Progress continued through the twentieth century. In 1973, in another world first, the Whitlam government appointed an adviser on women’s affairs, a lead that was followed after 1975 by all state governments. In 1982, the Fraser government introduced freedom of information legislation, the first of its kind for a Westminster-style government. In 1993, in another pioneering move, the Keating government legislated to ratify the overturning of the doctrine ofterra nullius, by which Australia had been considered untenured land pre–white settlement. In an innovative twist, white law was able to reach back before white settlement to recognise law that had come before.

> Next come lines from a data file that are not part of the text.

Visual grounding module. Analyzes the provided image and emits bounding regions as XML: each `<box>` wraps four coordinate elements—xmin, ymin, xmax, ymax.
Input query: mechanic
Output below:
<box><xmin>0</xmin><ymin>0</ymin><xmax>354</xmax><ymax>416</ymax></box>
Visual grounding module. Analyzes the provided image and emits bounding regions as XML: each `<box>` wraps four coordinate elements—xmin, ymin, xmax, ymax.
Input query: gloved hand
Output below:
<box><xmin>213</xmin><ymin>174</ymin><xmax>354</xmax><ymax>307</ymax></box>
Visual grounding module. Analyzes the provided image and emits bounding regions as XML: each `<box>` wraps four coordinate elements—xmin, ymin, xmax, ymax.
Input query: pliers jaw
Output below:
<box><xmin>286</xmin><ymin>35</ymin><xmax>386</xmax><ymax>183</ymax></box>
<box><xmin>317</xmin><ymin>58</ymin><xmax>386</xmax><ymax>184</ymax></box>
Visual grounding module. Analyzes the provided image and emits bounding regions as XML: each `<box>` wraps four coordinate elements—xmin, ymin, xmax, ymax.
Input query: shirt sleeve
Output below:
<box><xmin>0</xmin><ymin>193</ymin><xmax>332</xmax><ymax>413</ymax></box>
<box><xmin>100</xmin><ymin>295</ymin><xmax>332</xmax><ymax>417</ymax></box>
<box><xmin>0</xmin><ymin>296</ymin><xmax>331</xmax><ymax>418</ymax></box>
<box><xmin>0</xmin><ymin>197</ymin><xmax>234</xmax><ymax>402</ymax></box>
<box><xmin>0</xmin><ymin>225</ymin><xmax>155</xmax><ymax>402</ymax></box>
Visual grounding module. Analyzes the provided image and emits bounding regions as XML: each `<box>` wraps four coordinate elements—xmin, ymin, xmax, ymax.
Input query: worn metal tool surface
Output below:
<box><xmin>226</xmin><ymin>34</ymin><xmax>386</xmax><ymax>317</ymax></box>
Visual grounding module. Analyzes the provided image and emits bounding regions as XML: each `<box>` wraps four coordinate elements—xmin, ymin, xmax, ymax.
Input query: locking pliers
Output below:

Being Australian is an ethical project. It was in these pioneering moments that the specifi c combination of traditions and ideas that makes up Australian values — egalitarianism; the “fair go”; the idea that one person is as good as the next, irrespective of background — was founded. What all these reforms had in common was that they were levellers that sought to protect the small from the powerful. These ethics were to a degree oppositional. Australia, perhaps more than anything, offered the chance of an escape from nineteenth-century Europe and especially Britain, with its industrial squalor and workhouses, intractable class differences and rapidly worsening inequality, brought on by economic laissez faire.

This colonial outpost wasn’t just a sunnier and more bucolic new beginning; it also gave a chance to a basic fairness and equality of opportunity at odds with the prevailing ethos at “home”. Nor did these reforms simply happen by themselves, as if the universal pursuit of fairness is an essential Australian national character trait. Rebelling miners, small farmers, unionists, feminists, judges, politicians, intellectuals and others all played a part in struggles for social justice that have rarely been doctrinaire. Australian people, on the whole, haven’t aspired to ideological purity. They’ve aspired to become middle-class…

See too a WordPress blog.

Part of the mix too are several of Jim Belshaw’s recent posts, some of which are first-rate in terms of thoughtfulness. I am sure Jim would find Mark Davis stimulating if sometimes annoying.